Limitation of the effects of the annulment
32
The Council has asked the Court to limit the effects of a possible annulment of the decisions and the Parliament has not opposed
this request.
33
In this connection, the Court observes that if Decisions 93/323 and 93/324 were simply annulled, this would be liable adversely
to affect the exercise of the rights arising under them.
34
Account must also be taken of the fact that the Agreement expired on 30 May 1995.
35
In those circumstances, there are important reasons of legal certainty, comparable to those which arise where certain regulations
are annulled, which warrant the Court's exercising the power conferred upon it by Article 174(2) of the EEC Treaty where a
regulation is annulled and indicating the effects of the decisions which must be conserved.
36
In the specific circumstances of this case, all the effects of the annulled decisions should be conserved.
Costs
37
Under Article 69(2) of the Rules of Procedure, the unsuccessful party is to be ordered to pay the costs. Since the Council
has been unsuccessful, it must be ordered to pay the costs.
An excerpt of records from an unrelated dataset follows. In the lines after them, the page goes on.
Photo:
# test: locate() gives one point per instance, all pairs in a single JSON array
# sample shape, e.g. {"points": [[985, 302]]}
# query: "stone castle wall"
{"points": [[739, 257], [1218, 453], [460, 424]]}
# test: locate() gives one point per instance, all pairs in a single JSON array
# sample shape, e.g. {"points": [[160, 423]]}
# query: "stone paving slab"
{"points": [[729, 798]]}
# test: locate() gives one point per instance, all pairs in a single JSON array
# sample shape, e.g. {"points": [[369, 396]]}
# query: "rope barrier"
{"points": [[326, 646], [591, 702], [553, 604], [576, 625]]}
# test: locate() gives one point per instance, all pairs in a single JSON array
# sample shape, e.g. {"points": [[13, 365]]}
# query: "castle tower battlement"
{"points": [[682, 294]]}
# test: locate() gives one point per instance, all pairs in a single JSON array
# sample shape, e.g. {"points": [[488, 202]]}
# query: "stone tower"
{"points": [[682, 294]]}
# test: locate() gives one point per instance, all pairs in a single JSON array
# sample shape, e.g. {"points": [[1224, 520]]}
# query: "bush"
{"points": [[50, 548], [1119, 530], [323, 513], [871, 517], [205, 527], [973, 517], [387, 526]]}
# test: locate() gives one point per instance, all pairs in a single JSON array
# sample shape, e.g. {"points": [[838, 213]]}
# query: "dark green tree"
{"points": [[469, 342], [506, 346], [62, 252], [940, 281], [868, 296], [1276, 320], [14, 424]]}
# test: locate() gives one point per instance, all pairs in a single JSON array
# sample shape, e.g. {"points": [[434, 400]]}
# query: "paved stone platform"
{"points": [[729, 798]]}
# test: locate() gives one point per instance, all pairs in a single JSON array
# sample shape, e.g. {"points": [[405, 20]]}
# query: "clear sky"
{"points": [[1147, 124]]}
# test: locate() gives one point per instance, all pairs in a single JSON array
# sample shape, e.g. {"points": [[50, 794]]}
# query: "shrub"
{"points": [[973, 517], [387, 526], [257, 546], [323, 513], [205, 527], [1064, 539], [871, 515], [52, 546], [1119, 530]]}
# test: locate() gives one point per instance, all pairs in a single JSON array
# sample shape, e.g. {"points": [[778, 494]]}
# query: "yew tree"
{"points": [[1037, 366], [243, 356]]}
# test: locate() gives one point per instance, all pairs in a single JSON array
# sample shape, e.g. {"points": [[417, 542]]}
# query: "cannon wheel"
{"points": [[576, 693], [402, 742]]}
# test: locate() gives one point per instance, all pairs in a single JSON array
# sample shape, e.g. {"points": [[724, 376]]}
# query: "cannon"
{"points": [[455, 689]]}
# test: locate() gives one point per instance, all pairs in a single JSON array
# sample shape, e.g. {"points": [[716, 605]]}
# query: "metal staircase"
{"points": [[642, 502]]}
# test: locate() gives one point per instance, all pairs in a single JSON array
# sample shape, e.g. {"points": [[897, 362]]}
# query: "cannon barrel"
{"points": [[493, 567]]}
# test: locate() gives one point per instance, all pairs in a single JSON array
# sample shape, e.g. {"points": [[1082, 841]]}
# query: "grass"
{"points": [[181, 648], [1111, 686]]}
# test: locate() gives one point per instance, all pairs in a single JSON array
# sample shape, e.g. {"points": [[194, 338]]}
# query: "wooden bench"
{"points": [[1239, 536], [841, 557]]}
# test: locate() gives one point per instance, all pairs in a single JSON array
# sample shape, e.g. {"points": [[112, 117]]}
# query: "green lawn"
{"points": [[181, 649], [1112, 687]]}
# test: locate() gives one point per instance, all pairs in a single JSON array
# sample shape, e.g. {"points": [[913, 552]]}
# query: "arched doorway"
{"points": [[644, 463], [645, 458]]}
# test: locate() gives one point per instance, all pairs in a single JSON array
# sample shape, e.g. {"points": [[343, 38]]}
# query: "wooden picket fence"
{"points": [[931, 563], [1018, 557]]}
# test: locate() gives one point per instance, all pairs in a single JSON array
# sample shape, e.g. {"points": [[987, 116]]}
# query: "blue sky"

In accordance with the first subparagraph of Article 69(4) of
those Rules, the Commission and the United Kingdom, which intervened in the proceedings, must be ordered to bear their own
costs.
On those grounds,
THE COURT (Sixth Chamber)
hereby:
1.
Annuls Council Decision 93/323/EEC of 10 May 1993 concerning the conclusion of an Agreement in the form of a Memorandum of
Understanding between the European Economic Community and the United States of America on government procurement and Council
Decision 93/324/EEC of 10 May 1993 concerning the extension of the benefit of the provisions of Directive 90/531/EEC in respect
of the United States of America;
2.
Maintains in force the effects of the annulled decisions;
3.
Orders the Council to pay the costs;
4.
Orders the Commission and the United Kingdom to bear their own costs.
Kakouris
Mancini
Schockweiler
Kapteyn
Murray
Delivered in open court in Luxembourg on 7 March 1996.